Jenkins seems to know that divinity alone can’t sustain a multi-season drama. You need grime, exhaustion, debt, bureaucracy. By stretching the gospel story into serialized form, he gives real time and space to the unrecorded edges of the text. We live with the disciples before they ever recognize their messiah. Simon Peter (Shahar Isaac) is introduced as a fisherman cornered by debt and Roman pressure. Matthew (Paras Patel) becomes a socially awkward tax collector written here as being on the autism spectrum—a choice I initially eyed with caution, but one that ends up paying off emotionally. Giving these figures recognizable psychological weight makes their commitment feel discovered rather than pre-assigned.
At the center is Jonathan Roumie, who somehow sidesteps the usual trap of playing Jesus. Tip too far toward divinity and the character turns into stained glass; lean too hard into ordinariness and the mystery disappears. Roumie holds both ends at once. His Jesus jokes with children, dances at weddings, grows frustrated, and seems to genuinely like being around his friends. There’s a physical ease to him that matters. Notice how casually he props himself against a wall while listening, or how his shoulders sink when he has to say something difficult. The role lives in that posture. As *America Magazine* put it, "Many previous attempts to depict Christ on the screen have focused on his divinity... But Jesus's humanity? Yes, that we can understand. And that is what this show captures so well."

The scene that has stayed with me comes early, when Jesus approaches Matthew at the tax booth. Roman guards are sneering, townspeople are spitting at Matthew’s feet, and Jesus simply looks at him and says, "Follow me." The scene works because of the silence after that line, not the line itself. Patel’s face moves through terror, confusion, and this tiny, barely believable flicker of hope. He doesn’t stride away from the table heroically; he almost tumbles out of the booth, as if years of shame are suddenly losing their grip all at once. Jenkins shoots the whole exchange up close, shutting out the marketplace around them so the world narrows to one invitation.
That said, the show isn’t flawless. The dialogue occasionally slips into modern phrasing that jars against the first-century setting. Some side plots do feel padded, stretched to fill runtime that would be stronger with a tighter cut. (Whether that’s a flaw or a feature depends on your patience for slow-burn character study.) And in the largest crowd scenes, the show’s indie-scale budget does peek through now and then.

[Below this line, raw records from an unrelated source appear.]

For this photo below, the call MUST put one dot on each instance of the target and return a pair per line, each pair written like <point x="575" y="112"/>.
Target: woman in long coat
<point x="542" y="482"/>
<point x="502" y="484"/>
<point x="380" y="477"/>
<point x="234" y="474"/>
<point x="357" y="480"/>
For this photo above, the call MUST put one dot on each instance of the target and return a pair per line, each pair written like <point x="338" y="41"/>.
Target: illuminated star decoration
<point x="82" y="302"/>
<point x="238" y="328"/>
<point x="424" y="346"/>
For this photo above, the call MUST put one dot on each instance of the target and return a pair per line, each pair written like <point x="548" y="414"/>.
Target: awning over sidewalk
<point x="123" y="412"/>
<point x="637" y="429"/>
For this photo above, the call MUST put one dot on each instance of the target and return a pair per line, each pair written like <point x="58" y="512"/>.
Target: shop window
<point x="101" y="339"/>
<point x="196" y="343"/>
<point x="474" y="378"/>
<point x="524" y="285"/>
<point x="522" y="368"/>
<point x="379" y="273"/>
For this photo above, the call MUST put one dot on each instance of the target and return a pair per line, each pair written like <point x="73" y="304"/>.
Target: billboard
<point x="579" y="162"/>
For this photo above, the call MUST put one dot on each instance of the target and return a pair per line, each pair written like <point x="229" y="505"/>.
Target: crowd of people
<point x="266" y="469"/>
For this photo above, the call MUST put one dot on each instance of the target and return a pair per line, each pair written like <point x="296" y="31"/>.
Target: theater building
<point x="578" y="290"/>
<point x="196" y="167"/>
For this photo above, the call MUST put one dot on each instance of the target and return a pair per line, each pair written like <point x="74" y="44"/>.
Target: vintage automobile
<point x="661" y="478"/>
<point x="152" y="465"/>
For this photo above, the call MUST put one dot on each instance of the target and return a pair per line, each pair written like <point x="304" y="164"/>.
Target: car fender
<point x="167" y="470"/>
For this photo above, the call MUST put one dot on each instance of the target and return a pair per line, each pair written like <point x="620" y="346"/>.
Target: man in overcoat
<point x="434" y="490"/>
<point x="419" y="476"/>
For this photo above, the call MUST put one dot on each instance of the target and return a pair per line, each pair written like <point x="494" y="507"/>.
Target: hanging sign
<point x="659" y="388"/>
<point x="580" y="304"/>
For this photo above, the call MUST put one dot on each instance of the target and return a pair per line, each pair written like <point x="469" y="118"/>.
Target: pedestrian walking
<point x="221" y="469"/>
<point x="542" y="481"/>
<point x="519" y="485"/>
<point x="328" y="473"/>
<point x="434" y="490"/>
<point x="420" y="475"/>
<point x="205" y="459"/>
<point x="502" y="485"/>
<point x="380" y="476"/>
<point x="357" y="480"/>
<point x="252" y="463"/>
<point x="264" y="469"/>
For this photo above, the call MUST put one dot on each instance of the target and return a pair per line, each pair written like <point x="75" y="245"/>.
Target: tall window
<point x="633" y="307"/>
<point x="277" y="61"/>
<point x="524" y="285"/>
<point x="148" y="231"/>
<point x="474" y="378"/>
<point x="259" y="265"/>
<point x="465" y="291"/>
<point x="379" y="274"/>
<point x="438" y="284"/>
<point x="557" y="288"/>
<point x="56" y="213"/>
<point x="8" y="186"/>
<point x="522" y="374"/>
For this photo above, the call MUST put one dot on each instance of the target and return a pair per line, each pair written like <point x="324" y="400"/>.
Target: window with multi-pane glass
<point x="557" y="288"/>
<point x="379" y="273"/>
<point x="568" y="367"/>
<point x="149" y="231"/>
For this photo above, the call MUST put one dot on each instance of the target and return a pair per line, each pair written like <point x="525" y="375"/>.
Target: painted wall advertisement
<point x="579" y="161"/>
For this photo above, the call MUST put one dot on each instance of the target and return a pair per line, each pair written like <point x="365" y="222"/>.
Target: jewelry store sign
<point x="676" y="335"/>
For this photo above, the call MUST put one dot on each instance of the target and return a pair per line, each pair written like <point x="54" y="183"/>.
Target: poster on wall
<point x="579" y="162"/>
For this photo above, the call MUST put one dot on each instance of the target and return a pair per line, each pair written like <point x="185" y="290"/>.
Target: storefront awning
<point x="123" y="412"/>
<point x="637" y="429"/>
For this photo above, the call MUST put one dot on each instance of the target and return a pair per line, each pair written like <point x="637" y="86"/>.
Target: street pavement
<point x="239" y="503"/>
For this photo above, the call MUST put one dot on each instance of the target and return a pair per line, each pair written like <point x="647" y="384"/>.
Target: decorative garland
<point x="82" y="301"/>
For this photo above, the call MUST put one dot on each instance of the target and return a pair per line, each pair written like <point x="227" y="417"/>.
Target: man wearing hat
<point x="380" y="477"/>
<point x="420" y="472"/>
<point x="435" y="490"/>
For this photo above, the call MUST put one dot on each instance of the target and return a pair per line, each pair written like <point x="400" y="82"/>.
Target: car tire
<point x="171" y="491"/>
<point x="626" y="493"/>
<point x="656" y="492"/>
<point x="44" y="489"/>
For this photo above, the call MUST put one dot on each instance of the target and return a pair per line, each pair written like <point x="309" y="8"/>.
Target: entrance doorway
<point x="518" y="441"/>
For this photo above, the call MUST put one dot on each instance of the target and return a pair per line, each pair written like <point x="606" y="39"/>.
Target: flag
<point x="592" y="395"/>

Still, those issues feel small beside what *The Chosen* manages to do. This is a series obsessed with how grace actually lands on people who think they’re beyond it. It pays close attention to ordinary, damaged, difficult human beings and what happens when they are loved in ways they haven’t earned and don’t know how to receive. You don’t need to share the faith behind it to recognize the ache that powers it. By the end of the latest season, I was thinking less about miracles than about the campfire conversations. That may be the show’s quiet miracle.